Where does mysticism come into it? It is logical reasoning applied and confirmed by observations.


I think it’ll be good for Apple. Everyone will go “yay” and buy another brand of crap smart watch, realise it’s total garbage and buy an Apple watch anyway.


I'd love to use a Garmin or a Suunto, but they aren't integrated very well on iOS and I like the convenience of my iPhone and Macbook too much to switch to an Android. I think there are a lot of people who're not very satisfied with Apple Watches for sports tracking or who'd just like something that lasts a week at least. There are quality options outside of Apple Watches if you don't need it to feel like a tiny iPhone. Most of the UX I need was available on a Chinese smartwatch almost ten years ago (though super buggy back then), the basics aren't that hard and seeing how a fair lot of iOS apps have dropped their WatchOS apps for lack of usage I don't seem to be so singular in that.

But I don't think it'll hurt the Apple Watch sales all that much either, they still work very well as a fashionable accessory.


I have been using an Apple Watch since 2018 (bought for the "superior" swim tracking back then) and I think they are really not that good for sports tracking.

There is 3rd party software that makes the deal much better but it's ridiculous that they aren't able to provide the same quality/usefulness natively and it's added costs/frictions in the use experience.

I don't care much for the smartwatch thing (I think they are largely useless for the most part) and I believe this is exactly why Apple is trying very hard to not open up.

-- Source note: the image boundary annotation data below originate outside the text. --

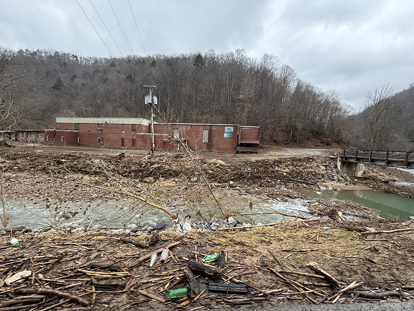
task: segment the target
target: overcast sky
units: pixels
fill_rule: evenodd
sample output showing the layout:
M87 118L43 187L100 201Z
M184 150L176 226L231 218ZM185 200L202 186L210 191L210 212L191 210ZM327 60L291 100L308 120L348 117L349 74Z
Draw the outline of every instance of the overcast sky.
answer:
M277 56L356 110L370 90L414 82L413 0L0 0L0 46L14 49L108 57L243 48L258 60Z

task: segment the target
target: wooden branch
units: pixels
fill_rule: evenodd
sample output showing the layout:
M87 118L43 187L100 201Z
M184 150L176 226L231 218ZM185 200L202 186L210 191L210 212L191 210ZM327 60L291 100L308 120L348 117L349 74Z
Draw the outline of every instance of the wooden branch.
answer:
M190 292L190 297L192 298L196 297L201 292L201 288L200 284L196 280L194 277L194 275L191 272L191 270L189 267L187 267L185 269L185 276L187 277L187 280L190 284L190 288L191 292Z
M380 299L388 296L396 297L399 297L401 296L401 294L400 294L398 292L394 292L391 291L373 293L372 292L356 290L355 291L355 292L356 293L356 294L360 297L369 298L370 299Z
M278 272L281 273L287 273L292 274L298 274L298 275L304 275L305 276L310 276L310 277L316 277L316 278L325 278L323 275L319 275L319 274L312 274L310 273L306 273L306 272L299 272L299 271L288 271L287 270L278 270Z
M414 230L414 228L406 228L405 229L395 229L395 230L380 230L379 231L364 231L361 232L361 234L377 234L380 233L394 233L394 232L401 232L402 231L409 231Z
M342 295L345 292L347 292L348 290L350 290L351 289L353 289L354 288L356 288L357 287L359 287L361 285L364 283L363 282L361 282L360 283L357 283L355 281L351 283L349 285L345 287L345 288L343 288L340 291L339 291L338 293L335 294L334 296L330 297L328 299L328 300L330 300L331 299L333 299L334 298L336 298L332 302L333 304L334 304L336 302L336 301L339 299L339 297L341 297L341 295Z
M225 266L226 266L226 260L227 259L227 255L226 254L226 253L224 252L224 250L222 250L220 254L218 255L218 266L220 267L220 269L224 269Z
M301 220L297 220L295 221L295 222L308 222L308 221L315 221L318 220L318 219L316 219L314 218L312 218L311 219L304 218L301 216L298 216L296 215L287 215L287 214L283 214L283 213L279 213L279 212L275 212L274 214L280 214L280 215L282 215L285 216L289 216L289 217L296 217L297 218L303 218ZM241 215L241 214L239 214ZM266 226L276 226L276 225L279 225L283 222L283 221L278 221L276 223L271 223L270 224L262 224L261 225L250 225L250 226L242 226L241 227L235 227L232 228L219 228L217 229L217 231L223 231L226 230L237 230L238 229L245 229L246 228L259 228L260 227L266 227Z
M144 244L143 243L141 243L140 242L137 242L136 241L134 241L134 240L131 240L131 239L127 238L126 237L119 237L118 238L115 238L115 239L119 239L123 242L126 242L127 243L129 243L130 244L132 244L136 246L138 246L138 247L142 247L142 248L146 248L147 247L148 247L148 246L146 244Z
M158 297L156 296L152 295L152 294L150 294L149 293L147 293L146 292L144 292L143 290L141 290L140 289L138 289L137 291L139 294L141 295L143 295L144 296L146 296L147 297L149 297L151 299L154 299L154 300L156 300L158 302L159 302L162 304L165 303L165 299L162 298L161 297Z
M151 256L154 253L157 253L157 254L160 254L166 248L168 248L169 249L170 249L170 248L172 247L175 247L175 246L177 246L180 245L180 244L181 242L180 241L178 241L177 242L171 243L171 244L168 244L166 246L164 246L163 247L161 247L161 248L159 248L158 249L157 249L156 250L152 251L148 253L146 255L144 255L144 256L139 257L139 258L138 258L136 261L132 263L132 265L131 265L131 267L130 267L129 269L131 269L137 266L140 265L144 261L148 260L148 259L151 258Z
M15 290L14 293L17 295L21 294L35 294L46 295L48 296L57 296L64 298L70 299L73 302L80 304L85 307L88 307L91 305L91 303L84 298L52 288L19 288Z
M217 277L223 274L222 271L218 270L210 266L204 265L192 260L188 262L188 267L192 271L209 278Z
M332 274L328 273L324 270L322 270L319 267L318 267L318 265L316 263L314 262L311 262L308 264L308 267L310 268L312 270L316 272L318 274L321 275L323 275L325 277L325 278L326 279L329 283L331 283L332 285L335 286L336 287L339 287L341 286L341 284L338 281L335 277L334 277Z

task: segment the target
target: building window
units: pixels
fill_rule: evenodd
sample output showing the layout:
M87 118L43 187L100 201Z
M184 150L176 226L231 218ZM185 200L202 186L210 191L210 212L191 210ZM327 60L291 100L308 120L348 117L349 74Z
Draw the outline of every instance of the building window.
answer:
M203 130L203 143L208 143L208 130Z

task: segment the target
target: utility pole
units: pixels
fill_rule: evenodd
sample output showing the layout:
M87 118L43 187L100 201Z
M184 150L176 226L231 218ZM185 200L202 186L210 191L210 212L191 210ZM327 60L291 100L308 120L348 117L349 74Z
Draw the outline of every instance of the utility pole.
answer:
M155 151L155 144L154 143L154 105L158 104L157 96L152 95L152 89L157 89L158 86L155 84L144 84L143 87L149 89L149 94L145 95L145 105L151 105L151 153Z

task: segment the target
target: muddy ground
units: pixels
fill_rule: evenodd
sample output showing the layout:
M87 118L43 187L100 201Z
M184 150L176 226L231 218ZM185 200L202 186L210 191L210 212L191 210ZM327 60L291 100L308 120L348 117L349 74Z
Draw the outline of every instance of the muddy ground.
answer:
M167 207L169 201L185 203L212 200L200 172L183 154L157 153L147 156L134 151L121 153L119 150L109 150L103 154L102 149L67 150L38 147L34 150L27 148L2 150L0 164L5 169L3 185L7 197L45 204L121 199L127 196L127 191L157 204L166 203L163 206ZM362 178L349 181L337 171L336 159L331 157L334 153L332 151L300 152L294 156L286 154L288 153L282 149L270 151L267 154L237 156L207 153L196 159L202 163L212 190L224 204L242 197L257 201L300 196L288 188L304 186L315 189L319 186L367 188L413 197L412 190L381 181L412 181L413 175L409 173L386 167L366 166ZM338 183L334 181L335 176ZM381 220L355 203L319 202L313 212L327 215L335 221L296 221L282 223L274 228L214 233L192 231L185 235L159 233L158 241L153 239L154 244L143 249L119 238L148 244L156 233L137 236L128 233L120 235L109 232L73 233L70 230L58 228L40 234L24 231L17 233L3 233L0 237L3 245L0 246L0 273L3 281L0 283L3 304L0 311L9 306L22 305L23 303L10 303L21 298L22 295L16 298L13 293L18 287L58 289L94 302L92 307L77 310L191 310L245 304L277 305L292 301L330 303L341 288L353 281L363 283L341 295L336 303L372 300L360 297L364 294L361 292L368 290L392 293L392 296L375 300L412 300L414 223ZM363 223L344 222L339 220L338 211L374 217ZM203 217L207 218L198 215L192 220ZM331 229L324 229L326 227ZM413 230L362 233L366 227L377 231ZM12 235L17 235L21 242L19 245L8 245ZM143 255L176 241L180 241L181 245L171 248L174 257L170 257L167 263L157 264L152 268L148 267L148 261L133 264ZM227 256L224 270L212 279L197 276L195 273L196 279L202 285L207 285L209 281L247 284L246 295L234 297L228 293L216 296L206 291L195 300L193 297L191 300L175 299L164 303L138 292L144 291L165 299L167 289L183 273L183 270L177 269L185 269L188 260L200 261L204 254L222 250ZM307 267L312 261L337 278L339 285L332 285L326 278L315 276L315 272ZM113 264L116 267L110 267ZM216 265L211 264L216 268ZM9 286L4 284L7 277L22 270L30 270L32 275L23 283ZM95 274L95 279L91 273ZM185 286L186 279L184 277L175 287ZM271 290L275 290L265 291ZM35 303L40 304L39 306L32 310L50 310L47 309L48 306L60 303L54 310L81 307L79 304L66 301L66 298L57 298L52 294L43 296L45 297L30 298L40 299Z

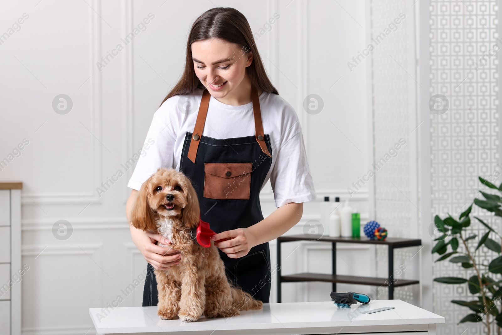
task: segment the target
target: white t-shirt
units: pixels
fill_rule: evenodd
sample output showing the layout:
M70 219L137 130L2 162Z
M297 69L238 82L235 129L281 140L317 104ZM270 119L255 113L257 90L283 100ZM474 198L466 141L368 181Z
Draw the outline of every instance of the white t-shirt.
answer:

For smartwatch purposes, something as expensive (and with such a small life) as an Apple Watch doesn't make a lot of sense. You are spending way too much on some basic functionality and for sports tracking Apple really needs to step up to provide value matching the price.

The Apple Watch Ultra is decent but widely overpriced for what it does, even the most ardent Apple fans will say as much (like MKBHD who basically acknowledged that the Ultra primary feature was to be able to show that you had the most expensive watch from Apple).


I have both a Garmin (Instinct solar) and an Apple Watch (S10). The Apple Watch is actually slightly more useful even if it doesn't last more than a couple of days. Actually if I'm honest the Apple Watch saved my life a couple of times. The Garmin is nice, but it's just not as useful.